La Cour était composée de :
Madame Carole DAUX-HARAND, Présidente de chambre
Madame Carole MENDOZA, Conseillère
Madame Florence PERRAUT, Conseillère
qui en ont délibéré.
Greffier lors des débats : Mme Natacha BARBE.
Les parties ont été avisées que le prononcé de la décision aurait lieu par mise à disposition au greffe le 05 Février 2026.
ARRÊT
Réputé Contradictoire,
Prononcé par mise à disposition au greffe le 05 Février 2026,
Signé par Madame Carole DAUX-HARAND, Présidente de chambre et Mme Natacha BARBE, greffier auquel la minute de la décision a été remise par le magistrat signataire.
***
FAITS ET PROCÉDURE
Par acte sous seing privé du 27 octobre 2020 à effet au premier novembre 2020, la SCI COVER a consenti à bail d’habitation à Mme [I] [R] un appartement situé à La Seyne-sur-Mer, moyennant un loyer mensuel de 1027 euros.
Par acte du 02 novembre 2020, M.[K] [I] s’est porté caution solidaire.
Par acte d’un commissaire de justice du 29 septembre 2023, la SCI COVER a fait délivrer à Mme [F] un commandement de payer visant la clause résolutoire. Cet acte a été dénoncé à M.[I].
Par acte d’un commissaire de justice du premier février 2024, la SCI COVER a fait assigner Mme [I] [R] et M.[I] aux fins de constat d’acquisition de la clause résolutoire, d’expulsion et de paiement à un arriéré locatif et à une indemnité d’occupation.

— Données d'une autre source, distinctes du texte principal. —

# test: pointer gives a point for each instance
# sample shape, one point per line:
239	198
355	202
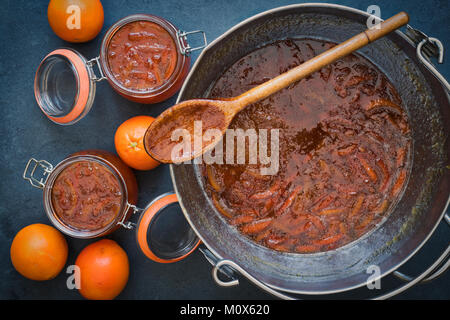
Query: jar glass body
124	177
171	85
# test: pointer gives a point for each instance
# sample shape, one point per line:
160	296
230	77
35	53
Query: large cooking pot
419	210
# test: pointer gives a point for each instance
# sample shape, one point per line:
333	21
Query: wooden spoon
218	114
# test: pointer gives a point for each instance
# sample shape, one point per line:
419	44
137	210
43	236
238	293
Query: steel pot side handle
439	266
427	47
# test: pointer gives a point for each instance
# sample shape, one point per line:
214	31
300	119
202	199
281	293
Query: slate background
25	132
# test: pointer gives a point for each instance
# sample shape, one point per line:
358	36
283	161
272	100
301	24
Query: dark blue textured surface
26	38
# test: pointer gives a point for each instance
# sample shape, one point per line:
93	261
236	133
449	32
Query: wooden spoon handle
268	88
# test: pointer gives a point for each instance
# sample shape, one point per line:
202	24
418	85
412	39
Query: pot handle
233	282
427	47
436	272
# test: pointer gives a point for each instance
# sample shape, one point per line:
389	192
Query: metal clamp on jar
65	81
92	193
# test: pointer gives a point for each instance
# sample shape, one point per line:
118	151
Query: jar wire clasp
186	49
129	225
32	166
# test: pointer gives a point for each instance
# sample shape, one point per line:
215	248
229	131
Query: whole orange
39	252
75	20
129	142
104	270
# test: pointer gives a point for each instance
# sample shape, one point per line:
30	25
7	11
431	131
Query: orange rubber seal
83	86
144	223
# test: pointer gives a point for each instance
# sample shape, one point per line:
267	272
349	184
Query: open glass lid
163	234
64	86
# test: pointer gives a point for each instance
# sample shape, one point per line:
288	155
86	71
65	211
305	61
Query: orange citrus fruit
104	270
75	20
129	142
39	252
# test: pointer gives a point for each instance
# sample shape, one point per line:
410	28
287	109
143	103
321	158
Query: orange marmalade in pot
344	145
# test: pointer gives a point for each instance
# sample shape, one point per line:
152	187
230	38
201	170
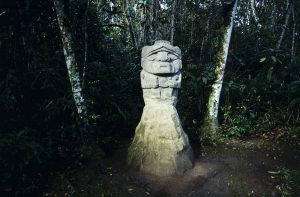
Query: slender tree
153	20
211	120
286	21
173	21
69	53
129	24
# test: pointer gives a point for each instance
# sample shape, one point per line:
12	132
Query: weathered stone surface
160	145
161	58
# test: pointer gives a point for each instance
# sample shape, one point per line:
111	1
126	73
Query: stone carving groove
160	146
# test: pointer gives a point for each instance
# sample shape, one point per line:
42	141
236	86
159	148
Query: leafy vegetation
40	131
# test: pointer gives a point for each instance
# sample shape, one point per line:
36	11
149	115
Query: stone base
160	146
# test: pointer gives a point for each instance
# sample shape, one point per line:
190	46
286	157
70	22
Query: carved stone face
161	58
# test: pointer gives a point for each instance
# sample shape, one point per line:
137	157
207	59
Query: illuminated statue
160	145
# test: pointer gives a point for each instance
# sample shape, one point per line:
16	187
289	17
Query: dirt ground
235	168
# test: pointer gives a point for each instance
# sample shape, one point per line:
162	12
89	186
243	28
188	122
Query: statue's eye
152	57
172	57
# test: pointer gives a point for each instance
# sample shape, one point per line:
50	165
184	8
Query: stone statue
160	146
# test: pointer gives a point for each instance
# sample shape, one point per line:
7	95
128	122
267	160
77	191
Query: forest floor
234	168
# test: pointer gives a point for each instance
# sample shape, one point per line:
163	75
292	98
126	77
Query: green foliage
290	181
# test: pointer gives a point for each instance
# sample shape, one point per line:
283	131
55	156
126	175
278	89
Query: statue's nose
162	56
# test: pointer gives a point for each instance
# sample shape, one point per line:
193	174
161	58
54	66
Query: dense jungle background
41	134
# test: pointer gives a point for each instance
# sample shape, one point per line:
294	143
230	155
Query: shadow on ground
236	168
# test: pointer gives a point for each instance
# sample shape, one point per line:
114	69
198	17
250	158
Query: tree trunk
173	22
129	24
153	21
143	23
211	120
69	54
254	13
85	43
287	17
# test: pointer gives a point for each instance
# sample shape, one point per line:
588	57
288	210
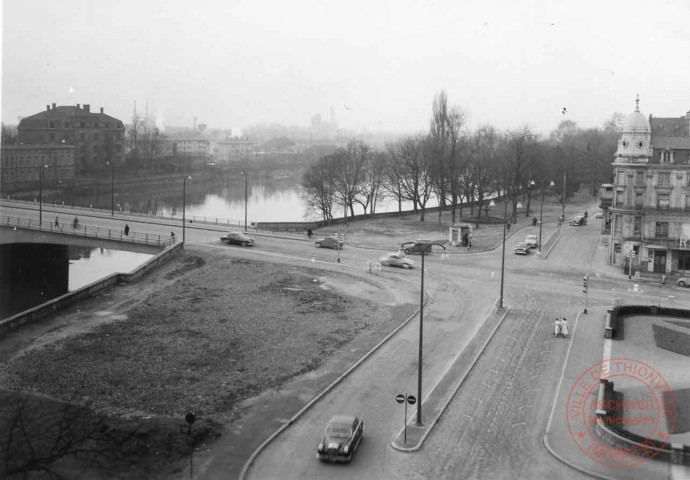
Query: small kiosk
460	235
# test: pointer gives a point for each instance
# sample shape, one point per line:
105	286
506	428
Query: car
521	249
414	248
238	238
578	221
329	242
396	260
341	439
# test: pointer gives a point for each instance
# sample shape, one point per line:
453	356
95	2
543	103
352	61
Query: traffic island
412	436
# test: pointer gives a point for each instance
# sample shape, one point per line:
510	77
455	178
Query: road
495	425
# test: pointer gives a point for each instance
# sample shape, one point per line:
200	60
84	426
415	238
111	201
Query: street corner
620	428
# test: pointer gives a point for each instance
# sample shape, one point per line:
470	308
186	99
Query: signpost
400	398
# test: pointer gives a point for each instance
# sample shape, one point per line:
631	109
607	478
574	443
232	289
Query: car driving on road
396	260
341	439
329	242
238	238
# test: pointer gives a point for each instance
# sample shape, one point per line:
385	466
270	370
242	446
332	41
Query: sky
376	63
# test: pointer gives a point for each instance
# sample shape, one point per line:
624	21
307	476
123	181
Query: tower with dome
650	212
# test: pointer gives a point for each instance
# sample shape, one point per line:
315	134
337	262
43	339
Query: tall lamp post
40	194
423	247
245	199
541	209
112	187
184	201
503	255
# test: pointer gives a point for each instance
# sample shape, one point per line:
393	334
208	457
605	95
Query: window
664	178
661	230
663	202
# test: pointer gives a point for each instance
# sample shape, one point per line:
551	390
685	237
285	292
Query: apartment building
650	211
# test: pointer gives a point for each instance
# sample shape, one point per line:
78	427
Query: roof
63	113
673	143
670	127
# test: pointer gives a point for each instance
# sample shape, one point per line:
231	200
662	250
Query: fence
90	232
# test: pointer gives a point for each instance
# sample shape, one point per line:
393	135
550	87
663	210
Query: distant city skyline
378	65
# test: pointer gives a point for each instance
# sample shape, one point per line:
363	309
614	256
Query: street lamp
184	199
245	199
503	255
423	248
40	194
541	209
112	187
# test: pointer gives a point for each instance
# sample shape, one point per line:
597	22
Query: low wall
87	291
635	444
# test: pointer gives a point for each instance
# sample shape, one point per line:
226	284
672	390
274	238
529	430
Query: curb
319	396
443	408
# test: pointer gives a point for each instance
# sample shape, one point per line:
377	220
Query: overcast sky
377	63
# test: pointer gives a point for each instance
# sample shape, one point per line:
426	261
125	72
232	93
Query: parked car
329	242
578	221
396	260
521	249
343	436
238	238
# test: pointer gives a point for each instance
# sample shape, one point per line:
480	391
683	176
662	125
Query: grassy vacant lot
219	331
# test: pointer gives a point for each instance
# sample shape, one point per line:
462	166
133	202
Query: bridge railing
90	232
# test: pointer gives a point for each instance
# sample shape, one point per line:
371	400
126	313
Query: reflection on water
89	264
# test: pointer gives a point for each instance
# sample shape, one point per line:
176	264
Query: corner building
650	211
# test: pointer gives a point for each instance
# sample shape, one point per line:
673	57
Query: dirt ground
202	334
183	340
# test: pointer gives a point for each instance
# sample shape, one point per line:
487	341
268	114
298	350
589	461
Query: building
650	212
20	166
97	137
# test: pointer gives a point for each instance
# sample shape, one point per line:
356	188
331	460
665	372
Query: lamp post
112	187
184	200
245	199
541	209
423	247
40	194
503	255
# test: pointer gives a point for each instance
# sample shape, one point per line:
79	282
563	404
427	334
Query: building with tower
650	209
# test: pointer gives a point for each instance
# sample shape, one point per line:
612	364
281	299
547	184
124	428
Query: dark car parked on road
343	436
238	238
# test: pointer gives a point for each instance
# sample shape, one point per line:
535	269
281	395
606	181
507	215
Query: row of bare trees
454	167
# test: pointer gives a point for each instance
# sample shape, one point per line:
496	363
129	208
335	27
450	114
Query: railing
90	232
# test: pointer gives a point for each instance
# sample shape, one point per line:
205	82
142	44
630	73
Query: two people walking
561	327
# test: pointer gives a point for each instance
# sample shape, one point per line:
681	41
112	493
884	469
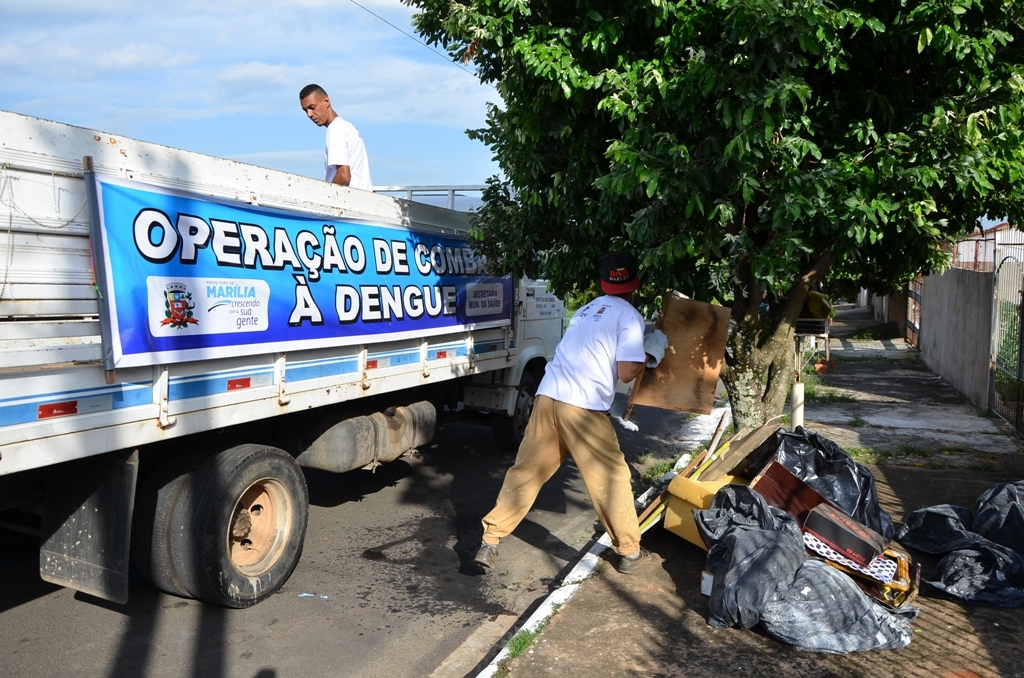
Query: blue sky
222	78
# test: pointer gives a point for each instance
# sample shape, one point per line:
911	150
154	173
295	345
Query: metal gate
914	299
1008	349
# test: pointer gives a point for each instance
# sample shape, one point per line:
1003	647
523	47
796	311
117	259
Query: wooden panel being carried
688	374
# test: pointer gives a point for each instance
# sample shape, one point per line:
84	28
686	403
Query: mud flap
87	525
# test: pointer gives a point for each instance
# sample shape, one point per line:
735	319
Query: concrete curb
695	432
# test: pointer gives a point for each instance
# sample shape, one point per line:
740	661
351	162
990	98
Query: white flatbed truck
181	334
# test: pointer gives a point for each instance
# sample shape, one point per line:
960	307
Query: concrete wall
956	330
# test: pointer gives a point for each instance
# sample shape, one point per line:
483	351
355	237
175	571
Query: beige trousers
554	430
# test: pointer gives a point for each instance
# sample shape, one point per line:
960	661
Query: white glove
616	412
654	345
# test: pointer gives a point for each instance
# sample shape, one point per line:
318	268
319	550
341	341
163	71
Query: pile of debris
798	544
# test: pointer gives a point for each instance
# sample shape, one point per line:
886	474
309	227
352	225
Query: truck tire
509	431
154	523
246	514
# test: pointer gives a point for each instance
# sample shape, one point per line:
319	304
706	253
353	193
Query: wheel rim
259	527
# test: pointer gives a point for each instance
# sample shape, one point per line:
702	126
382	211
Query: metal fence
1007	393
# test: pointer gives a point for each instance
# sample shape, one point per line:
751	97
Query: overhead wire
446	58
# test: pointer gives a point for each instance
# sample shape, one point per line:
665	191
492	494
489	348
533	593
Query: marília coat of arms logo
178	306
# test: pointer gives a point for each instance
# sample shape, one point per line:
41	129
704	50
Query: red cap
619	273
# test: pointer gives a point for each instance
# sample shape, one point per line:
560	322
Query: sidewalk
924	443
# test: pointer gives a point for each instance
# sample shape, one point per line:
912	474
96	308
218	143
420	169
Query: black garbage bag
762	575
830	471
752	549
984	560
825	611
998	515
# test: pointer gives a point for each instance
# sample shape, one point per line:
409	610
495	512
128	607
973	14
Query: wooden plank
687	377
69	291
38	308
27	332
23	357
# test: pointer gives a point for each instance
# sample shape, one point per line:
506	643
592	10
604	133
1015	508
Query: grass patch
815	389
815	392
921	457
520	642
654	472
882	331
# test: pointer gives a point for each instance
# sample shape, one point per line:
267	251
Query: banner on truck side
187	278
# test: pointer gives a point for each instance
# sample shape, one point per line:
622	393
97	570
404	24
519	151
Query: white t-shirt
344	146
584	372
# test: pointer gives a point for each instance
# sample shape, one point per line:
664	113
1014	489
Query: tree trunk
759	361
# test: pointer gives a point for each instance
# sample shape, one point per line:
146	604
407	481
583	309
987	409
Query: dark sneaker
486	555
629	564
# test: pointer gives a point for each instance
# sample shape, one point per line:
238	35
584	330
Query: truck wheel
154	522
247	520
509	431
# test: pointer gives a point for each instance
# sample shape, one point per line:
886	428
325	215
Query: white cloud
212	68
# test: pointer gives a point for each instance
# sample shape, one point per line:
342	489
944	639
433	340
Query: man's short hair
311	89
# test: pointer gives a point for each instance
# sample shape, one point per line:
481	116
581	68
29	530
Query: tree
745	150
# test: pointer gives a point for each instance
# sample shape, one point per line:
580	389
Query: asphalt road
385	586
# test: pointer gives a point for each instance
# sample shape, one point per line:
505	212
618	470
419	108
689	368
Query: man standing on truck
345	161
604	342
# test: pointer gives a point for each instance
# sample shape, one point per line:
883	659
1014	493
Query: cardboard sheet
688	374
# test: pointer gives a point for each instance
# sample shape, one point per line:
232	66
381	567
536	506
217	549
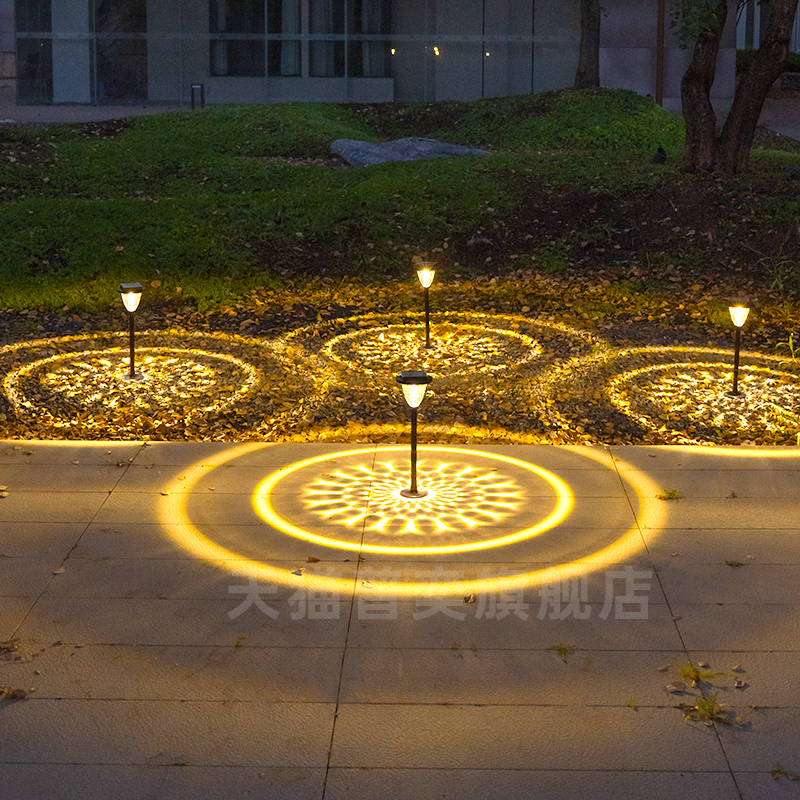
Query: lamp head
739	314
425	274
414	383
131	295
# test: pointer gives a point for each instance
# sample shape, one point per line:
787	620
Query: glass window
283	17
34	70
33	16
368	59
326	59
240	57
120	54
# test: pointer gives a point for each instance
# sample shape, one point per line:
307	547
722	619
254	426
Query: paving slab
165	579
239	671
145	655
445	624
739	582
186	622
718	545
163	732
739	626
123	782
12	613
506	677
436	737
58	478
26	577
56	507
66	452
39	539
501	784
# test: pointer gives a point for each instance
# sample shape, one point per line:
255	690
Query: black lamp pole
739	314
427	320
414	383
132	328
131	295
737	343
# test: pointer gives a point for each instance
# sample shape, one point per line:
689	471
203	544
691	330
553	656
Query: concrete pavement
274	621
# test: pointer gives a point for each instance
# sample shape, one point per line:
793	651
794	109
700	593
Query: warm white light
131	295
414	393
739	315
131	301
425	275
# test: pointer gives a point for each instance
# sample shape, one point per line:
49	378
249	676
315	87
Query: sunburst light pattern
544	502
469	494
460	497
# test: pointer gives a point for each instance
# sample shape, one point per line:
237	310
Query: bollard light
131	295
414	383
739	313
425	274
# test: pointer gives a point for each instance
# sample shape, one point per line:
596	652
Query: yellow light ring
563	507
174	518
579	363
15	398
329	350
614	385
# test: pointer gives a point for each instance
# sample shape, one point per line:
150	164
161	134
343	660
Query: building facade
256	51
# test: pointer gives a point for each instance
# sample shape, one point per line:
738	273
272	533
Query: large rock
412	148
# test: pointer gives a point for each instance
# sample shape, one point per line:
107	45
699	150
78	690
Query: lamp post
414	383
425	274
738	314
131	295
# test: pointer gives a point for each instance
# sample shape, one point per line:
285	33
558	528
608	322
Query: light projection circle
97	382
680	393
456	349
206	541
462	501
692	395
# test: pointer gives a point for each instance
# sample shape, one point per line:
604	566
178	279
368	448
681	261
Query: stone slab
533	737
123	782
192	732
501	784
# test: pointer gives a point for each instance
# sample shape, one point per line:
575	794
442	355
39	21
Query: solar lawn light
131	295
425	274
414	383
738	314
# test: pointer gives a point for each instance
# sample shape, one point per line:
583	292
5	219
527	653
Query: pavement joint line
66	558
347	634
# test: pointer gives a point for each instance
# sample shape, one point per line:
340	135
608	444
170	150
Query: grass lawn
244	228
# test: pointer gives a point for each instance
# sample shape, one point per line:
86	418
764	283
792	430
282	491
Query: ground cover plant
240	223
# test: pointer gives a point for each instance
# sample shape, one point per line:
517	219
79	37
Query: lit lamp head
425	274
131	295
414	383
739	314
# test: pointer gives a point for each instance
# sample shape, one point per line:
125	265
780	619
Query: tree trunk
733	149
587	75
730	151
696	95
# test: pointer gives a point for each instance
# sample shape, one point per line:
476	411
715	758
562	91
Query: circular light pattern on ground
455	349
79	385
207	540
466	492
97	382
692	394
679	395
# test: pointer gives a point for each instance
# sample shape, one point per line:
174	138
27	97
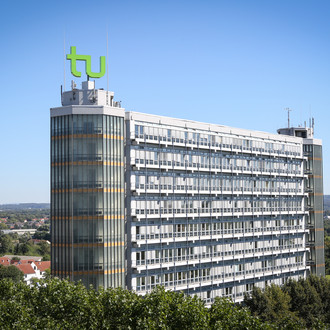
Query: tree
11	272
305	301
225	315
272	305
44	248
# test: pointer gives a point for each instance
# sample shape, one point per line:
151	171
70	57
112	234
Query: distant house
30	267
28	271
5	261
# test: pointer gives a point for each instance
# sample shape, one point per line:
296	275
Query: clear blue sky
236	63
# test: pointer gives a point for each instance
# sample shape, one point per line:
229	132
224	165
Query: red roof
26	268
4	261
42	265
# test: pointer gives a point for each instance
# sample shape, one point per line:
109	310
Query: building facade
87	188
209	210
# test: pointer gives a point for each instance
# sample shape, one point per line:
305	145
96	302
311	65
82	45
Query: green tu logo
87	58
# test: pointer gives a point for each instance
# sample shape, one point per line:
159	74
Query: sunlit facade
140	200
87	190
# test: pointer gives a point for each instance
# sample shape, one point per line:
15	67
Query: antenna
64	60
107	67
288	110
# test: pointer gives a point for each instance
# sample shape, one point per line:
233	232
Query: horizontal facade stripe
88	163
315	176
90	272
104	190
88	244
89	217
80	136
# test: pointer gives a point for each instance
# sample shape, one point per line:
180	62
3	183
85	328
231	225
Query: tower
313	173
87	187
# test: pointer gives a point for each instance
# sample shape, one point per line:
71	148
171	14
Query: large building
140	200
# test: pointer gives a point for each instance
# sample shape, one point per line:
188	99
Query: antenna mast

Par jugement contradictoire du 23 avril 2025, le juge des contentieux de la protection de [Localité 5] a :
— rejeté l’exception d’irrecevabilité ;
— reçu en la forme la SCI COVER en son action ;
— prononcé la nullité de l’acte de caution ;
— débouté la SCI COVER de l’ensemble de ses demandes à l’égard de M. [I] [K] ;
— constaté que les conditions d’acquisition de la clause résolutoire insérée dans le contrat de bail du 27/10/2020 et portant sur un immeuble à usage d’habitation sis [Adresse 2] à [Localité 6] (83 )sont réunies au 30/11/2023 et, qu’en conséquence, le bail se trouve résilié depuis cette date ;
— ordonné la libération des lieux par Mme [I] [R] dans les deux mois suivants la signification d’un commandement et à défaut, ordonné son expulsion et celle de tous occupants de son chef, en en fixant les modalités ;
— condamné Mme [I] [R] [H] à payer à la SCI COVER la somme de17552.67 euros au titre de l’arriéré de loyers, charges et indemnités d’occupation avec intérêts de droit non majoré à compter de la signification de la décision ;
— condamné Mme [I] [R] [H] à verser à la SCI COVER à compter du 30/11/2023 et jusqu’à la libération effective des lieux, une indemnité d’occupation mensuelle de 1250 euros correspondant au montant du loyer majoré des charges en vigueur au jour de l’impayé se substituant aux loyers et charges à échoir ;
— rappelé que le contrat de bail étant résilié par l’effet de l’acquisition de la clause résolutoire, l’indemnité d’occupation est exclusive du paiement de toute autre sommequi ne peut plus être facturée à l’occupant du logement (indexation du loyer, charges,taxes…) ;
— condamné Mme [I] [R] [H] à verser à la SCI COVER la smme de 800 euros au titre de l’article 700 du code de procédure civile ;
— débouté l’ensemble des parties du surplus de leurs demandes ;
— condamné Mme [I] [R] [H] aux dépens de l’instance, incluant notamment les frais du commandement de payer ;
— rappelé que le jugement est assorti de droit de l’exécution provisoire de droit
Le premier juge a constaté l’acquisition de la clause résolutoire et statué sur ses conséquences.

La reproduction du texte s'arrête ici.